4 In 2020, to align more closely with the internal risk management analysis, the Group altered the compilation of its credit ratings analysis to use the middle of the Standard & Poor's, Moody's and Fitch ratings, where available. Where ratings are not available from these rating agencies, NAIC ratings (for the US), local external rating agencies' ratings and lastly internal ratings have been used. Securities with none of the ratings listed above are classified as unrated and included under the 'below BBB- and unrated' category. The total securities (excluding sovereign debt) that were unrated at 30 June 2020 were $788 million (30 June 2019: $794 million; 31 December 2019: $648 million). Previously, Standard & Poor's ratings were used where available and if not, Moody's and then Fitch were used as alternatives. Additionally, government debt is shown separately from the rating breakdowns in order to provide a more focused view of the credit portfolio.
5 Excluding assets in consolidated funds financed largely by external third-party (non-recourse) borrowings, for which the Group's exposure is limited to the investment held by Jackson. Including these assets, the US corporate debt portfolio is 93 per cent investment grade.
Corporate governance
The Directors confirm that the Company has complied with all the provisions of the Corporate Governance Code issued by the Hong Kong Stock Exchange Limited (HK Code) throughout the accounting period, except as described below.

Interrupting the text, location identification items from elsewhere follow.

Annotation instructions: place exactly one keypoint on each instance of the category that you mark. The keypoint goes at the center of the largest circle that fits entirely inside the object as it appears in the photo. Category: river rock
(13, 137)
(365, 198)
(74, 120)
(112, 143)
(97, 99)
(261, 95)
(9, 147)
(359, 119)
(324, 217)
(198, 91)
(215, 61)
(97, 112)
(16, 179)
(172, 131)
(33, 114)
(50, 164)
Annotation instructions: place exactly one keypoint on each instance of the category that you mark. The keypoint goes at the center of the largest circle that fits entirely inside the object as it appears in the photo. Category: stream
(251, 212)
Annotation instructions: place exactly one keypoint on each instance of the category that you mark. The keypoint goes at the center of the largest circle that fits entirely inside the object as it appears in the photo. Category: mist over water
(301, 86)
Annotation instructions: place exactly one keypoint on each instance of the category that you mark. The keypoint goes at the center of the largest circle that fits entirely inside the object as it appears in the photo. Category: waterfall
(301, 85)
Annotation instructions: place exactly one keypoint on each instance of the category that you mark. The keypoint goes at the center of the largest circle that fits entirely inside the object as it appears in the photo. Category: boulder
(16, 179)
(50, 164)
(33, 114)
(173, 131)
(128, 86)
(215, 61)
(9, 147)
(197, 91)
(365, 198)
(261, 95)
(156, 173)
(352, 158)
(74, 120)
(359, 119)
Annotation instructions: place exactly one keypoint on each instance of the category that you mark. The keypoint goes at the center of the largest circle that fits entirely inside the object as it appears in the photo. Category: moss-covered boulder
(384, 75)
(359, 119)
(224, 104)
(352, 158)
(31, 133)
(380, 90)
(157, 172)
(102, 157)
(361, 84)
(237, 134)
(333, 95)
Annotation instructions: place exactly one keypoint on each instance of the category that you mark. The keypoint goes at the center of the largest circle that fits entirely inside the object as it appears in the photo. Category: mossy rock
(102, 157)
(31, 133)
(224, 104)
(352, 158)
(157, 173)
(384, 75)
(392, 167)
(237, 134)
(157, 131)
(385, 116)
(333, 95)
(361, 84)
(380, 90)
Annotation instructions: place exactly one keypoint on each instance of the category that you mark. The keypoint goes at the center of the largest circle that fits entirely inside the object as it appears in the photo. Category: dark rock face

The Company does not comply with provision B.1.2(d) of the HK Code which requires companies, on a comply or explain basis, to have a remuneration committee which makes recommendations to the board on the remuneration of non-executive directors. This provision is not compatible with provision 34 of the UK Corporate Governance Code which recommends the board determines the remuneration of non-executive directors. Prudential has chosen to adopt a practice in line with the recommendations of the UK Corporate Governance Code.
Following the introduction by the UK Government of measures to limit the spread of Covid-19 by prohibiting non-essential travel and public gatherings of more than two people, and following the issuance of the Company's 2020 AGM Notice, the Company provided an update to shareholders in late April 2020 on its revised arrangements for the 2020 annual general meeting (AGM). In light of those restrictions and to protect the health of Prudential's shareholders and employees, the Board decided, with regret, that shareholders, external advisors (including the auditor) and Directors (other than the Chairman) would not be able to attend the AGM in person (and thus provision E1.2 of the HK Code could not be complied with). The AGM on 14 May 2020 was therefore held as a 'closed meeting' with just two shareholders to provide the requisite quorum to enable the formal business of passing resolutions to be conducted. In recognising the continuing importance of the annual general meeting as an opportunity to engage with shareholders the Board encouraged participation from shareholders. The revised meeting arrangements included an option for shareholders to submit questions to the Board in advance of the meeting, the answers to which were posted on the Company's website, and shareholders were also asked to vote their shares by proxy ahead of the meeting. Prudential is keeping shareholders informed through its website and released a number of updates during the period of the Covid-19 pandemic, including a Q1 business update and other presentations.
Notwithstanding the pandemic and related unprecedented measures and circumstances, the Board continues to receive regular updates on shareholder engagement activities.
The Directors also confirm that the financial results contained in this document have been reviewed by the Group Audit Committee.